Testing Philosophy in Practice

Example: Hash Determinism

Why it matters: If hash is non-deterministic, cache becomes useless. Same inputs must produce same hash every single time.

How we test:

  1. Unit test: Hash file twice, compare results
  2. Property test: Hash random inputs 100 times, all identical
  3. Integration test: Put → Get → Put → Get, verify hashes match

Why multiple approaches:

  • Unit test: Fast, runs on every commit
  • Property test: Explores input space, finds edge cases
  • Integration test: Verifies real-world usage

This defense in depth catches bugs that single-technique testing would miss.


Lessons Learned

1. Glob Matching is Harder Than It Looks

Initially had 0% coverage on matchGlobParts because we thought it was "obviously correct." Fuzz testing found edge cases with ** at the end of patterns and empty path components.

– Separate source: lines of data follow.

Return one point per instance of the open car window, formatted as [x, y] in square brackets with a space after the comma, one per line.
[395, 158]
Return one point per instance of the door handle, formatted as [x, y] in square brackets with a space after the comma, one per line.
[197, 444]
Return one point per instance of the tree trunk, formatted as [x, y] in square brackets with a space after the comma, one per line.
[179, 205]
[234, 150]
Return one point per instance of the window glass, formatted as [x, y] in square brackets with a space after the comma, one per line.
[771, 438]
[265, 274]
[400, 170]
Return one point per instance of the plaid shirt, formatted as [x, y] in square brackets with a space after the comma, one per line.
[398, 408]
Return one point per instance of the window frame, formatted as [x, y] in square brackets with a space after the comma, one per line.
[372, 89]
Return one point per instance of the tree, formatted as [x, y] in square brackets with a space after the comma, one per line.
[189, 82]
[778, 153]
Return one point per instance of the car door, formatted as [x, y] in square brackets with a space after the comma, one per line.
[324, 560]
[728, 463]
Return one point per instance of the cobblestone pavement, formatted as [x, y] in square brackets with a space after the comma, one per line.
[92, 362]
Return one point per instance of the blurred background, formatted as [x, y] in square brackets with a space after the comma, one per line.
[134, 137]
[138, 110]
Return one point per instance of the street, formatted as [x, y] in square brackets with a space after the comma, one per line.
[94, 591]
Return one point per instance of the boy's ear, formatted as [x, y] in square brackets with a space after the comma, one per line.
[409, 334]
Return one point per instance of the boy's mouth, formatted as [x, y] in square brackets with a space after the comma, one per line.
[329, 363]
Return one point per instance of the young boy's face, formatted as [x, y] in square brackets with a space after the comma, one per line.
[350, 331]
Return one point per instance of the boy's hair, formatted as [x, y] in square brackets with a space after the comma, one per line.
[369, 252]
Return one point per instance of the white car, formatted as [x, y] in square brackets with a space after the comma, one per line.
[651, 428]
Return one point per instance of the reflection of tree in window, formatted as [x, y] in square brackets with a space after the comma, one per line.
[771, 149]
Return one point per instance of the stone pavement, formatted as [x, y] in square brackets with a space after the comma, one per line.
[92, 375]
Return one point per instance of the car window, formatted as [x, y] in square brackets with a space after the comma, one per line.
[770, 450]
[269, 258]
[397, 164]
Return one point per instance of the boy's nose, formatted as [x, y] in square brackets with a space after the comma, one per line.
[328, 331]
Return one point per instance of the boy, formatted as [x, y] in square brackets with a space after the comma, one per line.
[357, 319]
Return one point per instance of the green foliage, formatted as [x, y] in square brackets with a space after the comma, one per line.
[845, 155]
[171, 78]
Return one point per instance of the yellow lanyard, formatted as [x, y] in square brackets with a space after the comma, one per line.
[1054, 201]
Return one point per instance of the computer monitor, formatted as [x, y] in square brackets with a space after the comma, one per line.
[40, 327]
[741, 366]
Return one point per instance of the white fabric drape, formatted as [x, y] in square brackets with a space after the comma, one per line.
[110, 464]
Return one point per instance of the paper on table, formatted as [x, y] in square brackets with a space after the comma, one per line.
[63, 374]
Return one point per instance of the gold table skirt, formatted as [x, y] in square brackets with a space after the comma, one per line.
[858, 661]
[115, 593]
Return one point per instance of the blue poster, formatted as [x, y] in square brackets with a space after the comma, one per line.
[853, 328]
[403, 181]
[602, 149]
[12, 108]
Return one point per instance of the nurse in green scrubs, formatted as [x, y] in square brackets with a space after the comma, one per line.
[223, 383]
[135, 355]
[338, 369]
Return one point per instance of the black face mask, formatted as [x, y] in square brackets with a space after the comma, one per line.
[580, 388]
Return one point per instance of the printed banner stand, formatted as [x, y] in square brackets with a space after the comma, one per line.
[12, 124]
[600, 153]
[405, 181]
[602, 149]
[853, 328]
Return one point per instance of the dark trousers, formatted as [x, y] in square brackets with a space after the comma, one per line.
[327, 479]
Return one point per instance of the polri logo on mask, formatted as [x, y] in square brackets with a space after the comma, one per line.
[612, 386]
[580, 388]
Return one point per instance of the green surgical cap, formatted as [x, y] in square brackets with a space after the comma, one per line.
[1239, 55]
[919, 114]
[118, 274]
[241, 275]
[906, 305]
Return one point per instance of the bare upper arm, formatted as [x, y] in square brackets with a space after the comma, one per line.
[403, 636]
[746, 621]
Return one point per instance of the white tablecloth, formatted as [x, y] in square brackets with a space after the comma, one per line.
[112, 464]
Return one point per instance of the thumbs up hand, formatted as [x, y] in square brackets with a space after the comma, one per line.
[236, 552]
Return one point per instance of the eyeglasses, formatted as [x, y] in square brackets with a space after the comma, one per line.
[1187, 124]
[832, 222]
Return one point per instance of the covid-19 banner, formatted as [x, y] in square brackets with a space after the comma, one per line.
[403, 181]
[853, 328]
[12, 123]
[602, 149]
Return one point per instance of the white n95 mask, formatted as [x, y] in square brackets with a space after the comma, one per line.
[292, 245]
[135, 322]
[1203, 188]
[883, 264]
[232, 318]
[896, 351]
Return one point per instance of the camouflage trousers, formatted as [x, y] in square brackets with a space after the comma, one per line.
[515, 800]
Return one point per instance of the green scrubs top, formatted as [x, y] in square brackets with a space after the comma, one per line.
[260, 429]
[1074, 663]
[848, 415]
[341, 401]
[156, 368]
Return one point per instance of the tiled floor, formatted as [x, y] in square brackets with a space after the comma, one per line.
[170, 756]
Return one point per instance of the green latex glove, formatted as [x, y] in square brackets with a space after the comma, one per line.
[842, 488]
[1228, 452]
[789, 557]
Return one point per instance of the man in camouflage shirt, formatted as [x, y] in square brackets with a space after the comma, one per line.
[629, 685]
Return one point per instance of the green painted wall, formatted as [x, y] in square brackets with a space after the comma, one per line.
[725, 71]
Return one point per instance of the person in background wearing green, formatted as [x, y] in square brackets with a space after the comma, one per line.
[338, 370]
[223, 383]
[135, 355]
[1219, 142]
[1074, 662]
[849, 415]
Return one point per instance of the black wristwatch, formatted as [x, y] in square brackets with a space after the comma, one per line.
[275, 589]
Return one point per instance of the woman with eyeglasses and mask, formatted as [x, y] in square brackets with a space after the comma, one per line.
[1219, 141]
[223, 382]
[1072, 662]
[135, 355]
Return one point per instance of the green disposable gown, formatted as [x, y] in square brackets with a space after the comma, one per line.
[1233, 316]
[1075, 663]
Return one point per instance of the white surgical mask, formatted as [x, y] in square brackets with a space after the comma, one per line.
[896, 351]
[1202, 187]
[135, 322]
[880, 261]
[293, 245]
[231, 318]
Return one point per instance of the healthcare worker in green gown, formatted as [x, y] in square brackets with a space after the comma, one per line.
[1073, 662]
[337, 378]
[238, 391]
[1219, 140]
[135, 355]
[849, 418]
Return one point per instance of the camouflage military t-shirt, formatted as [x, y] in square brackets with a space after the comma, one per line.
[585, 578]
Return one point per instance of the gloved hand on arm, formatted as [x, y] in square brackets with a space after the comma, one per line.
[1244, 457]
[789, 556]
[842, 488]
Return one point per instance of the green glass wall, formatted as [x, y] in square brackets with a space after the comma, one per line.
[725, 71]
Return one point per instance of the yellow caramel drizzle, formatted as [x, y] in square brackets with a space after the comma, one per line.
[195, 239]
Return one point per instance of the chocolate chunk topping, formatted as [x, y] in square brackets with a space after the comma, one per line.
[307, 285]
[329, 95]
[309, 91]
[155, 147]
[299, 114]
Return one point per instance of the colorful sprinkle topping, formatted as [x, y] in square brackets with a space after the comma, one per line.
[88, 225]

Lesson: Complex recursive algorithms need exhaustive testing.

2. Concurrency Bugs Are Sneaky

Traditional concurrent tests using sync.WaitGroup were flaky. Only after switching to testing/synctest did we get reproducible concurrency tests.

Lesson: Use modern tooling for hard problems.

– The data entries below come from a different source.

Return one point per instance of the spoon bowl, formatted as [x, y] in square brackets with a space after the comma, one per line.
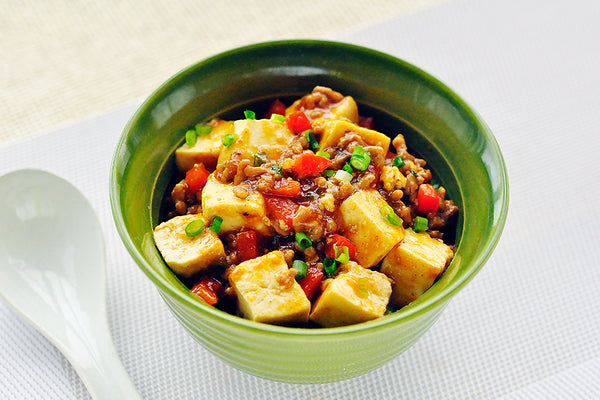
[52, 272]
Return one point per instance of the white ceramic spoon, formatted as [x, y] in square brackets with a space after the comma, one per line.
[52, 272]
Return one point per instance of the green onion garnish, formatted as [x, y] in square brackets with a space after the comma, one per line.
[360, 158]
[303, 240]
[310, 138]
[390, 215]
[398, 162]
[277, 117]
[342, 255]
[342, 176]
[194, 228]
[191, 137]
[260, 159]
[203, 129]
[421, 224]
[301, 267]
[277, 169]
[228, 139]
[329, 265]
[215, 226]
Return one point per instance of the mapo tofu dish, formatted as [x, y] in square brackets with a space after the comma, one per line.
[306, 216]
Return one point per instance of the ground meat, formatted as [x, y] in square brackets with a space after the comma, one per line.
[319, 101]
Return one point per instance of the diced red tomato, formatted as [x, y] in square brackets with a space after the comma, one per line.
[310, 164]
[282, 208]
[298, 122]
[336, 240]
[427, 199]
[247, 245]
[285, 187]
[196, 177]
[312, 281]
[366, 122]
[208, 289]
[276, 107]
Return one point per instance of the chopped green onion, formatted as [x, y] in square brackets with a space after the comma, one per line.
[309, 135]
[360, 158]
[277, 169]
[216, 224]
[421, 224]
[191, 137]
[260, 159]
[342, 176]
[194, 228]
[228, 139]
[360, 163]
[359, 151]
[389, 215]
[342, 255]
[347, 168]
[203, 129]
[303, 240]
[329, 265]
[301, 267]
[398, 162]
[277, 117]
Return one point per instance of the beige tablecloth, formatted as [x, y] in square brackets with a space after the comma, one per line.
[65, 60]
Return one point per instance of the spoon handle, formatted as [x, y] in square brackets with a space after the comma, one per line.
[95, 359]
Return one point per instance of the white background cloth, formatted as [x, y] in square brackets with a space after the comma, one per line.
[525, 328]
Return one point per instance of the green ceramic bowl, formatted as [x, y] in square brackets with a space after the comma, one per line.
[438, 126]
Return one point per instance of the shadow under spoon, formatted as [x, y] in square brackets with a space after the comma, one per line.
[52, 272]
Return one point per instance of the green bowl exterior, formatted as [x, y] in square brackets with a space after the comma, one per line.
[453, 138]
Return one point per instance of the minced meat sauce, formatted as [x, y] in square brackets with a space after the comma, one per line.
[278, 198]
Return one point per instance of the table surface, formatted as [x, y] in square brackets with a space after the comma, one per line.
[525, 328]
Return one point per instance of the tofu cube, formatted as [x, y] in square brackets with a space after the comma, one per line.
[207, 147]
[218, 199]
[258, 136]
[187, 255]
[331, 131]
[355, 295]
[414, 264]
[267, 291]
[362, 223]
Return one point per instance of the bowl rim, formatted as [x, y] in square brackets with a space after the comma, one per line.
[406, 313]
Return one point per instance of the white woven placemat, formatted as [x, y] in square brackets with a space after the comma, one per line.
[65, 60]
[525, 328]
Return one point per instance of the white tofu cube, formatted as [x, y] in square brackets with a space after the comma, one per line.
[207, 147]
[219, 200]
[187, 255]
[362, 223]
[258, 136]
[267, 291]
[414, 264]
[355, 295]
[346, 109]
[331, 131]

3. Validation Errors Are First-Class

Users spend more time debugging validation errors than any other part of the API. Investing in clear, well-tested error messages pays dividends in support time saved.

Lesson: Error handling is a feature, not an afterthought.


Future Testing Directions

Potential Additions

  1. Mutation testing: Use go-mutesting to verify tests catch intentional bugs
  2. Chaos testing: Randomly inject filesystem errors, verify graceful degradation
  3. Load testing: Simulate cache with 100k+ entries, measure performance
  4. Integration tests: Test with real tools (protoc, golangci-lint)

Metrics to Track

  • Coverage trend: Should stay above 85%
  • Benchmark trend: Should not regress > 5%
  • Fuzz crash count: Should be zero
  • Race detector warnings: Should be zero

Conclusion

Testing Granular comprehensively requires multiple techniques because the library has diverse risk profiles:

  • Correctness-critical: Validation, glob matching → exhaustive unit + property tests
  • Concurrency-critical: Cache operations → testing/synctest
  • Security-critical: Input parsing → fuzz testing
  • Performance-critical: Hash computation → benchmarks

By matching testing technique to risk, we achieve high confidence without excessive test maintenance burden.

The goal: Ship a cache library that users can trust in production build systems handling millions of dollars of engineering time.

Tests are the contract that guarantees this trust.